Have any good ways to do this one?
Thank you.
data = [
{'a': 2, 'g': 1},
{'p': 3, 'a': 5, 'cat': 4}
]
### Get keyword map ###
key_map = set()
for row in data:
key_map = key_map.union(set(row.keys()))
key_map = list(key_map) # ['a', 'p', 'g', 'cat']
### Create matrix ###
result = []
for row in data:
matrix = [0] * len(key_map)
for k, v in row.iteritems():
matrix[key_map.index(k)] = v
result.append(matrix)
print result
# [[2, 0, 0, 1], [5, 3, 4, 0]]
Edited
By #wwii advice. Use Pandas looks good:
from pandas import DataFrame
result = DataFrame(data, index=range(len(data)))
print result.fillna(0, downcast=int).as_matrix().tolist()
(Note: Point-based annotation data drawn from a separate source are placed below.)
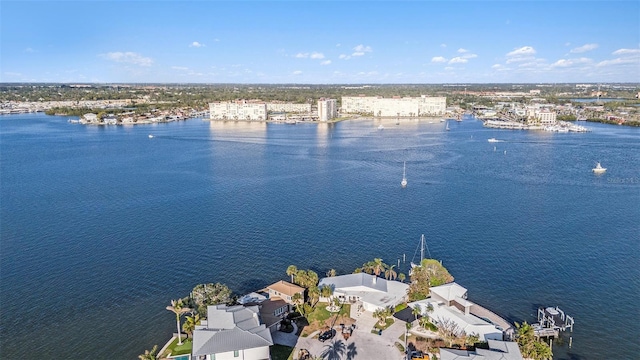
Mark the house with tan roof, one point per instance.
(285, 291)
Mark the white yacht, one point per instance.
(403, 183)
(598, 169)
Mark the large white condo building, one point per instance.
(278, 106)
(238, 110)
(395, 106)
(327, 109)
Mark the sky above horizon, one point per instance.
(320, 42)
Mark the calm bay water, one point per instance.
(102, 226)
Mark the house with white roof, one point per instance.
(498, 350)
(374, 292)
(231, 332)
(448, 303)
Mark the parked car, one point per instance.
(327, 335)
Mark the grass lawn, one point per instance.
(388, 322)
(320, 318)
(183, 349)
(281, 352)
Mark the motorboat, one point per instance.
(598, 169)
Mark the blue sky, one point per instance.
(320, 42)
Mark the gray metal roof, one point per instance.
(230, 328)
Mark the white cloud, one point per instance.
(584, 48)
(128, 58)
(458, 60)
(618, 61)
(520, 59)
(571, 62)
(627, 52)
(523, 51)
(360, 50)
# [[2, 0, 1, 0], [5, 4, 0, 3]]
You can use set comprehension to generate the key_map
key_map = list({data for row in data for data in row})
Here is a partial answer. I couldn't get the columns in the order specified - it is limited by how the keys get ordered in the set, key_map. It uses string formatting to line the data up - you can play around with the spacing to fit larger or smaller numbers.
# ordinal from
# http://code.activestate.com/recipes/576888-format-a-number-as-an-ordinal/
from ordinal import ordinal
data = [
{'a': 2, 'g': 1},
{'p': 3, 'a': 5, 'cat': 4}
]
### Get keyword map ###
key_map = set()
for row in data:
key_map = key_map.union(set(row.keys()))
key_map = list(key_map) # ['a', 'p', 'g', 'cat']
# strings to format the output
header = '{: >10}{: >8}{: >8}{: >8}'.format(*key_map)
line_fmt = '{: <8}{: >2}{: >8}{: >8}{: >8}'
print header
def ordered_data(d, keys):
"""Returns an ordered list of dictionary values.
returns 0 if key not in d
d --> dict
keys --> list of keys
returns list
"""
return [d.get(key, 0) for key in keys]
for i, thing in enumerate(data):
print line_fmt.format(ordinal(i+1), *ordered_data(thing, key_map))
Output
a p g cat
1st 2 0 1 0
2nd 5 3 0 4
It might be worthwhile to dig into the Pandas docs and look at its DataFrame - it might make life easier.
I second the answer using the Pandas dataframes. However, my code should be a bit simpler than yours.
In [1]: import pandas as pd
In [5]: data = [{'a': 2, 'g': 1},{'p': 3, 'a': 5, 'cat': 4}]
In [6]: df = pd.DataFrame(data)
In [7]: df
Out[7]:
a cat g p
0 2 NaN 1 NaN
1 5 4 NaN 3
In [9]: df = df.fillna(0)
In [10]: df
Out[10]:
a cat g p
0 2 0 1 0
1 5 4 0 3
I did my coding in iPython, which I highly recommend!
To save to csv, just use an additional line of code:
df.to_csv('filename.csv')
I am a freshie in python, just suggestions that may be helpful hopefully:)
key_map = []
for row in data:
key_map.extend(row.keys())
key_map = list(set(key_map))
you can change the middle part to this, which will save you some time to find the key_map
In your case union will at least scan through each row to find the different item.